Others see it differently, with a prominent House committee chairman demanding better numbers from BP.
"The amount of oil leaking is a big, big deal; it's not to be taken lightly if it really is off by the factors that we're hearing. Ten times as much is 10 times as bad - at a minimum," said Darryl Felder, a University of Louisiana at Lafayette biology professor.
The National Oceanic and Atmospheric Administration declined repeated efforts by The Associated Press to explain in detail its 210,000 gallon-a-day estimate, except to say "in the absence of direct measurements, NOAA made an estimate of flow rate based on aerial observations."
Initially, BP and the government put the leak at 42,000 gallons a day. That changed a couple of weeks ago to 210,000, which BP and government officials say they aren't changing.
"We've used satellite imagery, overflights, visual observation," said BP spokesman John Crabtree. "All the methods of calculating how much oil that's leaking are inexact."
Once the video came out, scientists looked at the flow and challenged each other to calculate how big it was.
Both Eugene Chiang, a professor of astronomy at University of California, Berkeley, and Timothy Crone of Columbia University said the spill falls somewhere between 840,000 gallons and 4.2 millions gallons a day, but couldn't pinpoint much beyond that.
"It's the same feeling you get when someone asks you how many jelly beans are in a jar," Chiang said. "I'm confident enough in it to say it is well above 5,000 barrels a day" - equal to more than 210,000 gallons daily.
Crone agreed the flow was almost certainly much higher than the government's estimate. "Whether it's twice, four times or 20 times I don't know," he said.
To make their estimates, the scientists essentially tracked particles or billows of oil across the video screen, then used the size of the pipes, particles and speed of the video to come up with a rate.
"It's an established method that's been around 25 years," said Carl Meinhart, an engineering professor at University of California Santa Barbara.
Meinhart did not make a calculation of his own, but was contacted by The Associated Press to assess the researchers' methodology. Under controlled lab conditions, the results are accurate within a couple percentage points, but that's not the case here, he said.
There are a lot of variables that can't be calculated because of the poor quality of the video and the lack of a sense of scale, he said.
Just eyeballing the video for the first time, Meinhart said he would guess a margin of error of plus or minus 20 percent on estimates.
One scientist who believes the government and BP have the right number is Paul Fischbeck at Carnegie Mellon, an engineering professor who also studies risk and regulation.
Just judging by the size of the slick - about 3,500 square miles - and the three weeks of the spill, 210,000 "looks about right as far as the slick goes," Fischbeck said.
If the higher estimates were right, there would be a much bigger slick, he said.
But some of the oil could be lingering under the water's surface.

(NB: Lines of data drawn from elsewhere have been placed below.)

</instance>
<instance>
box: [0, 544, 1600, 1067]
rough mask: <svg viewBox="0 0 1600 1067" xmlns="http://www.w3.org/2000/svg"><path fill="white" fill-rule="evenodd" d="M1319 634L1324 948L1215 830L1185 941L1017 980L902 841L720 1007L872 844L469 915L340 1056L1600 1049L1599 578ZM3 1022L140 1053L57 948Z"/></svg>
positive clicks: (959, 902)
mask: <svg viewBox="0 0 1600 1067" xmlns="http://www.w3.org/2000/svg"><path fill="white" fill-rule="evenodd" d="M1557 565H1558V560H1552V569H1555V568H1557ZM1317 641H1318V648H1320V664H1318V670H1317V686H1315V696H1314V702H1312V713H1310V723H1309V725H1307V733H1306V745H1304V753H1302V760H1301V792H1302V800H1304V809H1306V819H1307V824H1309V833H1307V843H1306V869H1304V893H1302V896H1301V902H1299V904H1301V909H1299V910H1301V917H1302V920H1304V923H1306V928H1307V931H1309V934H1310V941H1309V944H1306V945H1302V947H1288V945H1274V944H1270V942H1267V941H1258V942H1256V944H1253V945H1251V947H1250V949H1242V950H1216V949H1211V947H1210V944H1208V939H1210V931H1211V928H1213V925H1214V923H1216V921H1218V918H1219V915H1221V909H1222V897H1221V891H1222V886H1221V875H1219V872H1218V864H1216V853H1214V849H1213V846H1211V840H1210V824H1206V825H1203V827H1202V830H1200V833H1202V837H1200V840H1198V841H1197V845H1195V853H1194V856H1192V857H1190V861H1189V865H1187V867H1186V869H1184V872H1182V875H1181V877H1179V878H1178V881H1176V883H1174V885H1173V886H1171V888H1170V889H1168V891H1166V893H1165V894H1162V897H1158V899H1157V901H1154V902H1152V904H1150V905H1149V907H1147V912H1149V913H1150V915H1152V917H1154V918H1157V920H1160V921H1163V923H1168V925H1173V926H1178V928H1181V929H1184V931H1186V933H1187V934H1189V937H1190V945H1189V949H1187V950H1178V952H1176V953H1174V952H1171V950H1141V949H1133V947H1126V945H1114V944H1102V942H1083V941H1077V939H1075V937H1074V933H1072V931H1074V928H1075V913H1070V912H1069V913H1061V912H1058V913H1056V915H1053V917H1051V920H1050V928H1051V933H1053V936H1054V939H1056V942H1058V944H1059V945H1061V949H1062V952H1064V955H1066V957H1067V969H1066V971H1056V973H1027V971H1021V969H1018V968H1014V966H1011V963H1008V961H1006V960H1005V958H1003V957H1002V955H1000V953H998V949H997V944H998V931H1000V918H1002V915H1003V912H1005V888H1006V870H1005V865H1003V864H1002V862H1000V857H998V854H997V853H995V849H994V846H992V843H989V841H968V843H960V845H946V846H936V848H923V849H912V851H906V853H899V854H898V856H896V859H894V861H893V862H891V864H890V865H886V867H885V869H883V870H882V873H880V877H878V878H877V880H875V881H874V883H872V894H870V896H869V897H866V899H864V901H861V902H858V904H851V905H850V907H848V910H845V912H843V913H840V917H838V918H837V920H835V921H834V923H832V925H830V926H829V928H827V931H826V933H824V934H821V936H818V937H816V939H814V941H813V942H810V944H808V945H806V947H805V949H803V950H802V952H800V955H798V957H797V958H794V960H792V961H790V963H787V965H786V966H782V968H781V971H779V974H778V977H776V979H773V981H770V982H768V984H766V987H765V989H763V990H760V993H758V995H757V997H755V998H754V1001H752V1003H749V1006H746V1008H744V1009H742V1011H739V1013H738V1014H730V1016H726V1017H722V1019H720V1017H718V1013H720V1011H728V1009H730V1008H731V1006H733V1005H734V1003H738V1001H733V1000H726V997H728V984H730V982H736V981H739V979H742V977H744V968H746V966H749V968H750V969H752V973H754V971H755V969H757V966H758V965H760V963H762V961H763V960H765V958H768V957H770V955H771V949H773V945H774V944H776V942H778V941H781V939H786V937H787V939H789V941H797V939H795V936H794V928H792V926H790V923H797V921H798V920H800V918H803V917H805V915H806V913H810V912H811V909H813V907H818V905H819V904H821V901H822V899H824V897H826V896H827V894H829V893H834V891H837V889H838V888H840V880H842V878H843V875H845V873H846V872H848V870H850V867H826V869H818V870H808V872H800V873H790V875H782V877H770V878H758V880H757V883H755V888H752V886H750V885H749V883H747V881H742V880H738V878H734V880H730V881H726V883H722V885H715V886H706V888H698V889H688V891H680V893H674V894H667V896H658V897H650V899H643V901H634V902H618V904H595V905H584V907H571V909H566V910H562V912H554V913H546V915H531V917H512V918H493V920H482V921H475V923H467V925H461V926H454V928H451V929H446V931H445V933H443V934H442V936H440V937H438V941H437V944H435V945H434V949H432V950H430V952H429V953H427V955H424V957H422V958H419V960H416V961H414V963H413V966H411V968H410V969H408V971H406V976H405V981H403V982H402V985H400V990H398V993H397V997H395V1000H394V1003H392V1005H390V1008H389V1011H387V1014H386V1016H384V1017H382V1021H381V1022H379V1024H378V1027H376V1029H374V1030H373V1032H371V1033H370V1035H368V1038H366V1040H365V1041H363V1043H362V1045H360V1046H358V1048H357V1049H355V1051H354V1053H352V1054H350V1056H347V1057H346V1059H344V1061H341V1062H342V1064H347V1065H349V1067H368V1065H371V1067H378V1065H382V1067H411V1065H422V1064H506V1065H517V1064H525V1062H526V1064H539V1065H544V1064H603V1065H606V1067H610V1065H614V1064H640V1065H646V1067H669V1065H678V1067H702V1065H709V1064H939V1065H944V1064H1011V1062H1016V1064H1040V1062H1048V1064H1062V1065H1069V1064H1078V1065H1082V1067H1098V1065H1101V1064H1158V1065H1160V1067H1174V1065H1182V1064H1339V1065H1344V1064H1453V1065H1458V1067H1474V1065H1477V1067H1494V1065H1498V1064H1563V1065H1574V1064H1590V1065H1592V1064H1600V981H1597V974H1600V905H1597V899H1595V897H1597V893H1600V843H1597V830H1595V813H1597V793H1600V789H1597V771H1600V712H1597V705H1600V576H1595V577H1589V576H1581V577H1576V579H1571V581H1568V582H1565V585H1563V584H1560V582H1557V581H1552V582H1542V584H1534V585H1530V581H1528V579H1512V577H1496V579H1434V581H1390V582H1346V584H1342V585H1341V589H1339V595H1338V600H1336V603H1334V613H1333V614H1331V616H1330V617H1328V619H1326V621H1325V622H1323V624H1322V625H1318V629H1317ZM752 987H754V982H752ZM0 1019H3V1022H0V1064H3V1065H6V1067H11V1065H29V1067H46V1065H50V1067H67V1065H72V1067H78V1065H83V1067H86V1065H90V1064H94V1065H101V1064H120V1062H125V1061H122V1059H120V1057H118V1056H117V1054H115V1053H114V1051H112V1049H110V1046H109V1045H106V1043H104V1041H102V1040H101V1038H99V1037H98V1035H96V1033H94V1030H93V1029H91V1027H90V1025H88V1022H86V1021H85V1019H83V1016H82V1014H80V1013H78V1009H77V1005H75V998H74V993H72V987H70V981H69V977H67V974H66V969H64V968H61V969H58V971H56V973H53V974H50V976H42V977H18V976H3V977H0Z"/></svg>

In previous cases, it's been as much as half of the spill, said University of California Berkeley engineering professor Bob Bea.
The environmental impact will be vastly different depending on the size of the spill, some experts agreed.
If the flow turns out to be closer to the higher end estimates, "that's a major catastrophe," Bea said. If it's closer to the government's estimate, it is something that can be handled.